With everything happening,
he’d written Dorothy,
don’t hold your breath.

She filled her pen and began to write. Beneath her Patsy sighed loudly. Dorothy heard her crumple up her letter and toss it into the trash.

“I’m out of smokes,” she said, rising. “I’ll be right back.”

“It’s Sunday. The store is closed.”

“I’ll bum one from the gray lady.”

“Mrs. Straub smokes?”

“Drinks, too. I can smell it on her breath.”

Dorothy blinked. She had known the landlady for months and had never suspected. More and more, the people around her seemed mysterious, impenetrable, their lives governed by secret desires visible to everyone but her. She wondered what else she had failed to notice.

At the end of her letter she added a postscript:
I haven’t seen Mag in ages, not since Mr. Leland moved her lunch hour. But we have not had a falling-out. I can’t imagine why Mrs. Spangler would think such a thing.

She climbed down from her bed and reached into the bedside table, where Patsy kept a supply of stamps. At the bottom of the drawer she
found the box of stationery and a leather-covered Book of Common Prayer, its gold-edged pages perfectly crisp, as though it had never been opened. She took a stamp from the box. The corner of a photograph peeked out from beneath the prayer book.

She hesitated a moment, then withdrew the photo. Patsy and a tall, thin boy stood before a gleaming automobile. The boy’s face was long and handsome. He wore rimless eyeglasses. To Dorothy he looked like a young Franklin Roosevelt.
Fred and Pat
was written on the back.
May 1942.

She replaced the photo and closed the drawer. She’d never had a beau; she’d never even gone on a date. That any girl did these things filled her with wonder. She remembered clearly the moment when her classmates had begun to pair off, early in the tenth grade. It had seemed then that she’d missed a crucial lesson, one that would not be repeated. Girls like Mag Spangler had missed the lesson, too; for years they’d been Dorothy’s only friends, keeping her company as they all fell further behind. Patsy, clearly, hadn’t missed anything. Dorothy watched her closely, feeling privileged to share her dresses, her secrets. For the first time in her life, it seemed she might actually catch up.

 

N
OON, A RAINY MONDAY
. The luncheonette was noisy and crowded, the windows steamed with the diners’ breath. Dorothy and Patsy took seats at the counter. Next to Patsy was a lone man in uniform, looking into a bowl of soup. He sat with his right hand flat on the counter, his sleeve rolled to the elbow. His left hand was tucked into his trouser pocket.

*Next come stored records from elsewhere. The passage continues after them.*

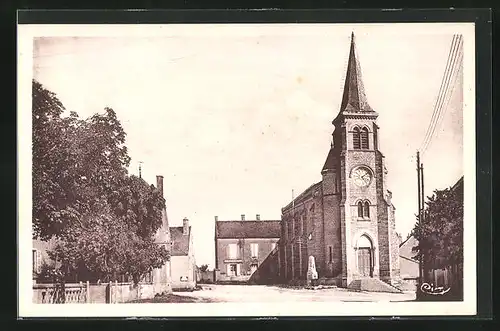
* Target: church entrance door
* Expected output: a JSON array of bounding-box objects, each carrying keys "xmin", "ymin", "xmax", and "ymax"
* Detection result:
[{"xmin": 358, "ymin": 247, "xmax": 372, "ymax": 277}]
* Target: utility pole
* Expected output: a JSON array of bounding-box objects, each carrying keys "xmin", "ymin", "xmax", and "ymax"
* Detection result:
[
  {"xmin": 417, "ymin": 151, "xmax": 422, "ymax": 286},
  {"xmin": 420, "ymin": 163, "xmax": 427, "ymax": 280},
  {"xmin": 139, "ymin": 161, "xmax": 144, "ymax": 178}
]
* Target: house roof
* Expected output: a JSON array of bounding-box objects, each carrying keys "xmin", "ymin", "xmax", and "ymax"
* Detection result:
[
  {"xmin": 215, "ymin": 220, "xmax": 281, "ymax": 239},
  {"xmin": 170, "ymin": 226, "xmax": 191, "ymax": 256},
  {"xmin": 399, "ymin": 236, "xmax": 418, "ymax": 260}
]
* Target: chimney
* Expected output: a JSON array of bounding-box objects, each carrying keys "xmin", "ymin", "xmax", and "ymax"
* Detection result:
[
  {"xmin": 156, "ymin": 175, "xmax": 163, "ymax": 198},
  {"xmin": 182, "ymin": 217, "xmax": 189, "ymax": 236}
]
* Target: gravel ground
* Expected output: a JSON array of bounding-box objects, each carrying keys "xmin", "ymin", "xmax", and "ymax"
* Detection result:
[{"xmin": 170, "ymin": 285, "xmax": 415, "ymax": 302}]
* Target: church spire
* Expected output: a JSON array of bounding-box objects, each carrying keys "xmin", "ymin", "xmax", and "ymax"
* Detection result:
[{"xmin": 340, "ymin": 32, "xmax": 373, "ymax": 114}]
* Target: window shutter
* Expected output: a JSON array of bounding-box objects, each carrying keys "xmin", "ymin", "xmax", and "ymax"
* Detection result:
[{"xmin": 36, "ymin": 250, "xmax": 42, "ymax": 272}]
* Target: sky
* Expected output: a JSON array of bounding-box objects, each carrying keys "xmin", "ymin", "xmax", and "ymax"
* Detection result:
[{"xmin": 33, "ymin": 24, "xmax": 464, "ymax": 267}]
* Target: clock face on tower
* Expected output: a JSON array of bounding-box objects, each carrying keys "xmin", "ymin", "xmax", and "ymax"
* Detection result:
[{"xmin": 352, "ymin": 167, "xmax": 372, "ymax": 187}]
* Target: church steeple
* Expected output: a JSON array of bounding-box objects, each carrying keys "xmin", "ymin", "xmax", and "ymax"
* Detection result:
[{"xmin": 339, "ymin": 32, "xmax": 374, "ymax": 115}]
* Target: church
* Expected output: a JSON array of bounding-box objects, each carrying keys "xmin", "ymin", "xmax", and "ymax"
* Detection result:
[{"xmin": 279, "ymin": 33, "xmax": 400, "ymax": 287}]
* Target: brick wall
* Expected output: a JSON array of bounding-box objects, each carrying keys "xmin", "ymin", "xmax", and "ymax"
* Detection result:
[{"xmin": 318, "ymin": 171, "xmax": 342, "ymax": 277}]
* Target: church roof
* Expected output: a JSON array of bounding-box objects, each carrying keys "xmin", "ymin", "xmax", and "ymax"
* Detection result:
[
  {"xmin": 215, "ymin": 220, "xmax": 281, "ymax": 239},
  {"xmin": 339, "ymin": 32, "xmax": 376, "ymax": 123}
]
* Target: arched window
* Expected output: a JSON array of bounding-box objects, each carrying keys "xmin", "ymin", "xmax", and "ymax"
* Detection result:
[
  {"xmin": 363, "ymin": 201, "xmax": 370, "ymax": 218},
  {"xmin": 358, "ymin": 201, "xmax": 363, "ymax": 217},
  {"xmin": 360, "ymin": 128, "xmax": 368, "ymax": 149},
  {"xmin": 352, "ymin": 127, "xmax": 361, "ymax": 149}
]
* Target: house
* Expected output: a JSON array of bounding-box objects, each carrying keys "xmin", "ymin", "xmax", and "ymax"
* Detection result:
[
  {"xmin": 215, "ymin": 215, "xmax": 281, "ymax": 283},
  {"xmin": 152, "ymin": 175, "xmax": 172, "ymax": 294},
  {"xmin": 399, "ymin": 236, "xmax": 420, "ymax": 289},
  {"xmin": 170, "ymin": 218, "xmax": 197, "ymax": 291},
  {"xmin": 196, "ymin": 267, "xmax": 214, "ymax": 284},
  {"xmin": 280, "ymin": 34, "xmax": 400, "ymax": 289}
]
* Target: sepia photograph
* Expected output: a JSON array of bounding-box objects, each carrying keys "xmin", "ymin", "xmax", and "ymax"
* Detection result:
[{"xmin": 18, "ymin": 23, "xmax": 476, "ymax": 317}]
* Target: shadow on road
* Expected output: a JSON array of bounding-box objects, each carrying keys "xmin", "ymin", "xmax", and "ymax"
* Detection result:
[{"xmin": 128, "ymin": 294, "xmax": 222, "ymax": 303}]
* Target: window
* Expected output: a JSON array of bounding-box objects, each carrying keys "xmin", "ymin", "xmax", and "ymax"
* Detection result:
[
  {"xmin": 250, "ymin": 244, "xmax": 259, "ymax": 258},
  {"xmin": 227, "ymin": 244, "xmax": 238, "ymax": 259},
  {"xmin": 360, "ymin": 128, "xmax": 368, "ymax": 149},
  {"xmin": 227, "ymin": 264, "xmax": 238, "ymax": 276},
  {"xmin": 363, "ymin": 201, "xmax": 370, "ymax": 218},
  {"xmin": 358, "ymin": 201, "xmax": 363, "ymax": 217},
  {"xmin": 357, "ymin": 201, "xmax": 370, "ymax": 219},
  {"xmin": 352, "ymin": 127, "xmax": 361, "ymax": 149},
  {"xmin": 32, "ymin": 249, "xmax": 42, "ymax": 273}
]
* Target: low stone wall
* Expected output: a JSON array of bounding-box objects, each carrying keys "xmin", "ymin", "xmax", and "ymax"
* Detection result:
[
  {"xmin": 109, "ymin": 283, "xmax": 156, "ymax": 303},
  {"xmin": 33, "ymin": 282, "xmax": 158, "ymax": 304},
  {"xmin": 33, "ymin": 282, "xmax": 90, "ymax": 304}
]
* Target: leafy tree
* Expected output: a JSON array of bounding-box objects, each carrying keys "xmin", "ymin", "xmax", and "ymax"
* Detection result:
[
  {"xmin": 412, "ymin": 186, "xmax": 463, "ymax": 268},
  {"xmin": 32, "ymin": 81, "xmax": 130, "ymax": 239},
  {"xmin": 33, "ymin": 81, "xmax": 169, "ymax": 282}
]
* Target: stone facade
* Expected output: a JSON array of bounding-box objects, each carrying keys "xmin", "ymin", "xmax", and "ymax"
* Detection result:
[
  {"xmin": 170, "ymin": 218, "xmax": 197, "ymax": 291},
  {"xmin": 279, "ymin": 32, "xmax": 400, "ymax": 287}
]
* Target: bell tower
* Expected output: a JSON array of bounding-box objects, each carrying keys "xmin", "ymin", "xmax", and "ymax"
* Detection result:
[{"xmin": 322, "ymin": 33, "xmax": 399, "ymax": 286}]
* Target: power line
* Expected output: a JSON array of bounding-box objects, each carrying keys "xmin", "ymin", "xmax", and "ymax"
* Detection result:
[
  {"xmin": 424, "ymin": 43, "xmax": 463, "ymax": 152},
  {"xmin": 420, "ymin": 35, "xmax": 457, "ymax": 150},
  {"xmin": 422, "ymin": 36, "xmax": 462, "ymax": 153},
  {"xmin": 419, "ymin": 35, "xmax": 462, "ymax": 153}
]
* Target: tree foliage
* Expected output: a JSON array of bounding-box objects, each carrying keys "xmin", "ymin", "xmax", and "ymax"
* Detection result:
[
  {"xmin": 412, "ymin": 180, "xmax": 463, "ymax": 268},
  {"xmin": 32, "ymin": 81, "xmax": 169, "ymax": 281}
]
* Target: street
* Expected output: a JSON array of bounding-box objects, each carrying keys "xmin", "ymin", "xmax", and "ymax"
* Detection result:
[{"xmin": 170, "ymin": 284, "xmax": 415, "ymax": 303}]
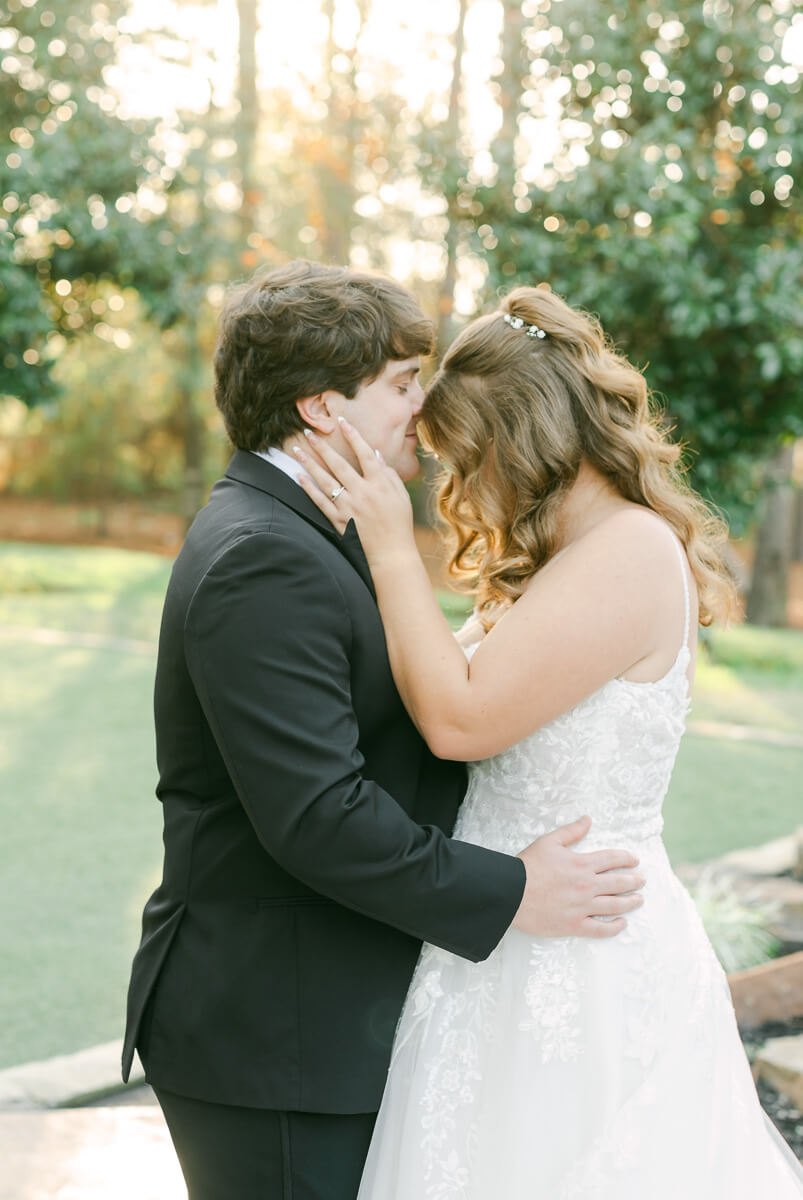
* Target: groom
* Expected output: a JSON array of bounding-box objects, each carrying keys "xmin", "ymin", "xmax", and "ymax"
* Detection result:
[{"xmin": 124, "ymin": 262, "xmax": 642, "ymax": 1200}]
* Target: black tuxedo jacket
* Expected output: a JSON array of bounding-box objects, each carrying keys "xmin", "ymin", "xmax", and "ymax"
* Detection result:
[{"xmin": 117, "ymin": 451, "xmax": 525, "ymax": 1112}]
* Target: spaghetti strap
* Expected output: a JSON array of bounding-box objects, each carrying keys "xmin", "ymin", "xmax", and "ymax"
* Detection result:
[{"xmin": 672, "ymin": 533, "xmax": 691, "ymax": 647}]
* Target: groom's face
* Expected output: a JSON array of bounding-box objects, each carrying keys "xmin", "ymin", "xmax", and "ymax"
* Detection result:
[{"xmin": 334, "ymin": 356, "xmax": 424, "ymax": 479}]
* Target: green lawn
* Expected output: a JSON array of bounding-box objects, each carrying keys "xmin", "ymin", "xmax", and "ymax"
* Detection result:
[{"xmin": 0, "ymin": 545, "xmax": 803, "ymax": 1067}]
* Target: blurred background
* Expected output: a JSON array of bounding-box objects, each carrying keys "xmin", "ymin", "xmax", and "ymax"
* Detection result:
[{"xmin": 0, "ymin": 0, "xmax": 803, "ymax": 1104}]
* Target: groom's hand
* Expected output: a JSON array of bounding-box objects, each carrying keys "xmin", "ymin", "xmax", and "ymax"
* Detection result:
[{"xmin": 513, "ymin": 817, "xmax": 645, "ymax": 937}]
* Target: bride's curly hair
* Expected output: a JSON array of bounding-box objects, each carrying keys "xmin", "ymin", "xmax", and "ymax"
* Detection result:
[{"xmin": 421, "ymin": 284, "xmax": 736, "ymax": 628}]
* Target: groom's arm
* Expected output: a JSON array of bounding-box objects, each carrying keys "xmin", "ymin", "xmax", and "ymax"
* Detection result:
[{"xmin": 185, "ymin": 533, "xmax": 526, "ymax": 960}]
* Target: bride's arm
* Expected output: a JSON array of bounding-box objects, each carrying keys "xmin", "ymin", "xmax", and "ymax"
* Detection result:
[{"xmin": 299, "ymin": 425, "xmax": 682, "ymax": 760}]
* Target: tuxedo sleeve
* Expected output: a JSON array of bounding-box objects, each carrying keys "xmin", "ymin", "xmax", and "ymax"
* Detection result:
[{"xmin": 185, "ymin": 532, "xmax": 525, "ymax": 961}]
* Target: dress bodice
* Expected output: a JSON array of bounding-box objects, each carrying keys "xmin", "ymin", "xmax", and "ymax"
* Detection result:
[
  {"xmin": 455, "ymin": 646, "xmax": 689, "ymax": 853},
  {"xmin": 455, "ymin": 540, "xmax": 690, "ymax": 853}
]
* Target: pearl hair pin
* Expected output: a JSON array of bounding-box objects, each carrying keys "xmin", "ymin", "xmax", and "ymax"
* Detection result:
[{"xmin": 502, "ymin": 312, "xmax": 546, "ymax": 337}]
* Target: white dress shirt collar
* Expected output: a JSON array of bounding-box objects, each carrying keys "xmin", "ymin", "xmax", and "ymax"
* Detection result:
[{"xmin": 251, "ymin": 446, "xmax": 310, "ymax": 487}]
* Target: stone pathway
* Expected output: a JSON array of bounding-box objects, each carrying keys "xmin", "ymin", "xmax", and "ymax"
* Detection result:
[{"xmin": 0, "ymin": 1104, "xmax": 187, "ymax": 1200}]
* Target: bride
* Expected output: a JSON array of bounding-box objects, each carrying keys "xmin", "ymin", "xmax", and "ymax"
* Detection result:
[{"xmin": 298, "ymin": 288, "xmax": 803, "ymax": 1200}]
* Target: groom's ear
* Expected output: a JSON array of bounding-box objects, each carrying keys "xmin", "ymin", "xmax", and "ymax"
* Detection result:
[{"xmin": 295, "ymin": 390, "xmax": 343, "ymax": 433}]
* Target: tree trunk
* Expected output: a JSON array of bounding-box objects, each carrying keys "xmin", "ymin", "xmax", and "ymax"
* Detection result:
[
  {"xmin": 491, "ymin": 0, "xmax": 528, "ymax": 202},
  {"xmin": 179, "ymin": 310, "xmax": 205, "ymax": 529},
  {"xmin": 437, "ymin": 0, "xmax": 468, "ymax": 354},
  {"xmin": 747, "ymin": 445, "xmax": 795, "ymax": 626},
  {"xmin": 792, "ymin": 487, "xmax": 803, "ymax": 563},
  {"xmin": 236, "ymin": 0, "xmax": 260, "ymax": 248}
]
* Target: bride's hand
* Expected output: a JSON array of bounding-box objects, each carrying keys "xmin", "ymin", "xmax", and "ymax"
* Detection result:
[{"xmin": 293, "ymin": 416, "xmax": 414, "ymax": 566}]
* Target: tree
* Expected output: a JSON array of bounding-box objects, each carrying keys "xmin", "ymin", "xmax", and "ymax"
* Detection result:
[
  {"xmin": 470, "ymin": 0, "xmax": 803, "ymax": 522},
  {"xmin": 0, "ymin": 0, "xmax": 181, "ymax": 404}
]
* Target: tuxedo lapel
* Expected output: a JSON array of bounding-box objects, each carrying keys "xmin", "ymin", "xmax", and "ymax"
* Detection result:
[{"xmin": 226, "ymin": 450, "xmax": 376, "ymax": 599}]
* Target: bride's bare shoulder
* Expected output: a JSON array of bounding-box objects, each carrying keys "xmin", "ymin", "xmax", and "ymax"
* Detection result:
[
  {"xmin": 527, "ymin": 503, "xmax": 678, "ymax": 595},
  {"xmin": 569, "ymin": 504, "xmax": 678, "ymax": 562}
]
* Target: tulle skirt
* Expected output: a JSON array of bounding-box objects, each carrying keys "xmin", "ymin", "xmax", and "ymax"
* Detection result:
[{"xmin": 359, "ymin": 845, "xmax": 803, "ymax": 1200}]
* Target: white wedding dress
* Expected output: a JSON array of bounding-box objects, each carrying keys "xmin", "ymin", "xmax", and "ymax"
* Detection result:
[{"xmin": 359, "ymin": 545, "xmax": 803, "ymax": 1200}]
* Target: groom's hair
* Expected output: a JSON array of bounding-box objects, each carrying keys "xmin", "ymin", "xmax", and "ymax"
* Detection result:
[{"xmin": 215, "ymin": 259, "xmax": 435, "ymax": 450}]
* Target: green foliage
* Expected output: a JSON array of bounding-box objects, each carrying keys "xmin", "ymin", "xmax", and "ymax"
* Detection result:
[
  {"xmin": 0, "ymin": 0, "xmax": 164, "ymax": 404},
  {"xmin": 689, "ymin": 870, "xmax": 780, "ymax": 972},
  {"xmin": 475, "ymin": 0, "xmax": 803, "ymax": 517}
]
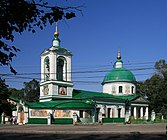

“Excuse me,” he said (to which of them, Dorothy would later wonder). “Can one of you girls give me a hand with my soup?”

The soldier, Chick Rowsey, treated them to a boyish smile. His eyes were blue, his mouth full-lipped and adult.

“What’s wrong with your hand?” said Dorothy.

“This one’s fine,” he said, showing his right. “But I’m a lefty, so that doesn’t do me much good.”

Laughing a little, Patsy dipped the spoon into the soup; she leaned close and lifted it to his lips. The soldier opened his mouth to accept it. A rivulet of broth dribbled down his chin.

“You girls work for the government?”

“The CAS.” Patsy dabbed at his chin with a napkin. “I’m a file clerk.”